Predicted grades were the currency of the pre-2015 system; they worked for universities as a (rough) guide to expected attainment, with Clearing as the backstop for students who fell short, and they performed a behavioural function for schools and students. It was “something to aim for” which helped to keep study and revision on track.
Universities have responded in rational but controversial ways. Confronted with an essentially open recruitment market, the unreliability of predicted grades and the vast amount of prior attainment data available on candidates, universities have offered a variety of forms of unconditional offers at different tiers of the attainment hierarchy. These approaches have destabilised the traditional admissions cycle.
Both applicants and institutions are keen to maximise advantage. For universities, increasingly this means viewing admissions as a relationship management exercise, using a variety of communications tools to maintain contact with applicants from first engagement. Such approaches matter: given that potential students can move at any point in the process, nurturing a relationship with applicants is one of way in which universities can seek to avoid losing students who may be tempted elsewhere.
Despite these changes, which have opened the system up, there remain sharp critics of the Clearing system. While the market is more open, it is also asymmetric (not all applicants are equally well informed about the choices on offer) and unreliable (predicted grades especially so).
Many critics would like a system of post-qualification admissions, in which application is postponed until after A-level results are published. And almost everyone is in favour of post-qualification admissions – until they explore the detail.
In 2013, an expert task group developed a detailed map of what such a system might look like. It would mean moving A levels forward, which would squeeze teaching time for A levels (unpopular with teachers); it would mean running the entire applications process during the school holidays, which would mean that school staff would be less available to support applicants (almost certainly unfair on less privileged candidates); it would mean moving the start of university term back, which would impact on the shape of the academic year (unpopular with academics).
Finally, and critics of unconditional offers should take note, it would remove the incentive of meeting offer or predicted grades from the whole A-level population.
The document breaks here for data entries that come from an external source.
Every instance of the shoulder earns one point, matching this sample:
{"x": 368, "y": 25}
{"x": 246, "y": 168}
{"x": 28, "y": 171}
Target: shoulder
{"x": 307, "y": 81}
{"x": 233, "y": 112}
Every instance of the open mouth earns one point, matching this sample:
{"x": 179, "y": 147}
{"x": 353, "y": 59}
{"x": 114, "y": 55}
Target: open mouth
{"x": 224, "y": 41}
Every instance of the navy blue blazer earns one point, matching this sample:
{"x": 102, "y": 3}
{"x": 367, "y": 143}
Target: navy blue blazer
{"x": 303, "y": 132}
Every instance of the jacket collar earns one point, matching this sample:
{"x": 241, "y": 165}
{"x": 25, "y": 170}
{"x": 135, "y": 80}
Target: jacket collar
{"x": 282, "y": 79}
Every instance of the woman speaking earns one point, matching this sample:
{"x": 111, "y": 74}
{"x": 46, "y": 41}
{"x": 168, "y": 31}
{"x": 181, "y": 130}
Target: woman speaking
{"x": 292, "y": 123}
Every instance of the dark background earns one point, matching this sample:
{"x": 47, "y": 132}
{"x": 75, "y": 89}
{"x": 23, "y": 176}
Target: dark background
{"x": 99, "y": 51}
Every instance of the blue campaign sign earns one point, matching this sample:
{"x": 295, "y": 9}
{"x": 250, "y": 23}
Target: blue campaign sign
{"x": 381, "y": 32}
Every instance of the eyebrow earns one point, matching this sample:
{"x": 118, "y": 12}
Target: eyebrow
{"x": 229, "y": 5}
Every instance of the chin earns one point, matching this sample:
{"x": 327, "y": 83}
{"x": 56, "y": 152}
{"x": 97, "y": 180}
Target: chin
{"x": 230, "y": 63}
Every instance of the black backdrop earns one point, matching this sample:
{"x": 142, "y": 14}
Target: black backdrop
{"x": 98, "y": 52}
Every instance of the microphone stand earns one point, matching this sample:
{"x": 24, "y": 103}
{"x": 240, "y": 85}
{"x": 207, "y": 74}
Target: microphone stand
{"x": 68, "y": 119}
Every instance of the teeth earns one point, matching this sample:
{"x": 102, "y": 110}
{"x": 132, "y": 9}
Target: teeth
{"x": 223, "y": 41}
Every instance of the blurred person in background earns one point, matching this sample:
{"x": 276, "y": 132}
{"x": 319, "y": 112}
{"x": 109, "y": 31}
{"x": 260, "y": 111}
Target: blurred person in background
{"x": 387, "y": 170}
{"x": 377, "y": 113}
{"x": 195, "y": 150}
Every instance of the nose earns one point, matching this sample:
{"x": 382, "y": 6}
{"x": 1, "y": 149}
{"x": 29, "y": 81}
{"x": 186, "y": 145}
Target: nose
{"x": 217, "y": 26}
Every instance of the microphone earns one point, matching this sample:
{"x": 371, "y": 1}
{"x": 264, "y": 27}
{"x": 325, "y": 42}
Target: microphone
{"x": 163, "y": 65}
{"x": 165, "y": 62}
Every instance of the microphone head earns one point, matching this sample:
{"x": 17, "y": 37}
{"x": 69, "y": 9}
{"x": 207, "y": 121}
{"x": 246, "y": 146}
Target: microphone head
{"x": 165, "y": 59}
All in all, the practical ramifications have left diminished appetite for change from the admissions tutors, A-level teachers and administrators who would have to make this work.
We are left, then, with an imperfect system: an open recruitment market grafted on to a centrally managed system with multiple and overlapping deadlines.
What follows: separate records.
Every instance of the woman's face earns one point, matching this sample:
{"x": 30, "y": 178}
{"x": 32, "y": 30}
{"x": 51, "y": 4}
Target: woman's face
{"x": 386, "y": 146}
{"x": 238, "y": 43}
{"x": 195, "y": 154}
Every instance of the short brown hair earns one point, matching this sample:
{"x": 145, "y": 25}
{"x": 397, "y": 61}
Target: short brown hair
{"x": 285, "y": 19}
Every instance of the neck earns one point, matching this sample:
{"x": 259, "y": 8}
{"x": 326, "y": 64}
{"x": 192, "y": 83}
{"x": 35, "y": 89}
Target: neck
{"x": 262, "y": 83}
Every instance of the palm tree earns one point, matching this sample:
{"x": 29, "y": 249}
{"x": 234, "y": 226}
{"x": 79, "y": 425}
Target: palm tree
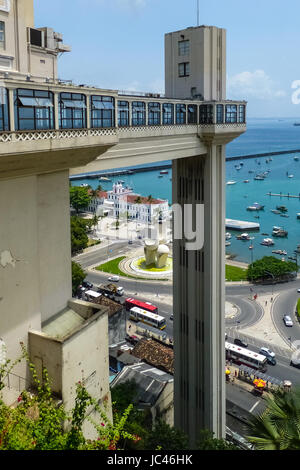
{"x": 278, "y": 427}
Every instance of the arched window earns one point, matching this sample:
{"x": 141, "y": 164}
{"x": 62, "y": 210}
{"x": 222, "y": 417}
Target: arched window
{"x": 34, "y": 109}
{"x": 102, "y": 111}
{"x": 72, "y": 111}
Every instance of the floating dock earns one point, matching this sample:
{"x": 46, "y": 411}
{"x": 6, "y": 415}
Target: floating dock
{"x": 241, "y": 225}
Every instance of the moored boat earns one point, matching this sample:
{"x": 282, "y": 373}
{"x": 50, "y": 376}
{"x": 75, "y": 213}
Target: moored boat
{"x": 267, "y": 242}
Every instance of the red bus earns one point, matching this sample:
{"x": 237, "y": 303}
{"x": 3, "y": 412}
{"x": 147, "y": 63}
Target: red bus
{"x": 130, "y": 303}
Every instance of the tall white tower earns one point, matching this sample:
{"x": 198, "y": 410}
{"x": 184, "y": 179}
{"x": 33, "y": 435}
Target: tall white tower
{"x": 195, "y": 67}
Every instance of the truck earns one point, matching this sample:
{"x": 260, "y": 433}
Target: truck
{"x": 111, "y": 289}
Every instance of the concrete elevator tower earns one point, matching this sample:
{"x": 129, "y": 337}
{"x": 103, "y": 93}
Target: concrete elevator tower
{"x": 195, "y": 68}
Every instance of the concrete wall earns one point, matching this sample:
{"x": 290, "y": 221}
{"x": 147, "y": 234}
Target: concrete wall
{"x": 54, "y": 244}
{"x": 35, "y": 263}
{"x": 207, "y": 59}
{"x": 164, "y": 406}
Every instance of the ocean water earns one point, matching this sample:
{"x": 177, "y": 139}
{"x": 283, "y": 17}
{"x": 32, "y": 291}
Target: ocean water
{"x": 263, "y": 135}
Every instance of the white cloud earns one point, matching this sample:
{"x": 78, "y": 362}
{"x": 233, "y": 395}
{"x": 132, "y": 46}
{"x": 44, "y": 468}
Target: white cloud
{"x": 253, "y": 85}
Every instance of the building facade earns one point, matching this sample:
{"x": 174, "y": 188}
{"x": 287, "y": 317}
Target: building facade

So much of the way the system operates has been a series of responses to external pressures and change: demographics, student number controls, sharper and more competitive marketisation. In the conversations I have with potential students, the majority understand this.
At some point there will be a need for a root-and-branch review of the way that the entire system operates. The 2013 review showed how difficult that will be: a more perfect system needs to be fit for purpose irrespective of the size of the 18-year-old cohort and the external pressures on universities.
The next shift in dynamic will follow from the very sharp increases in the size of the 18-year-old cohort after 2021: revising current arrangements, imperfect as they are, for a difficult-to-predict system will prove extraordinarily challenging.
Sir Chris Husbands is vice-chancellor at Sheffield Hallam University.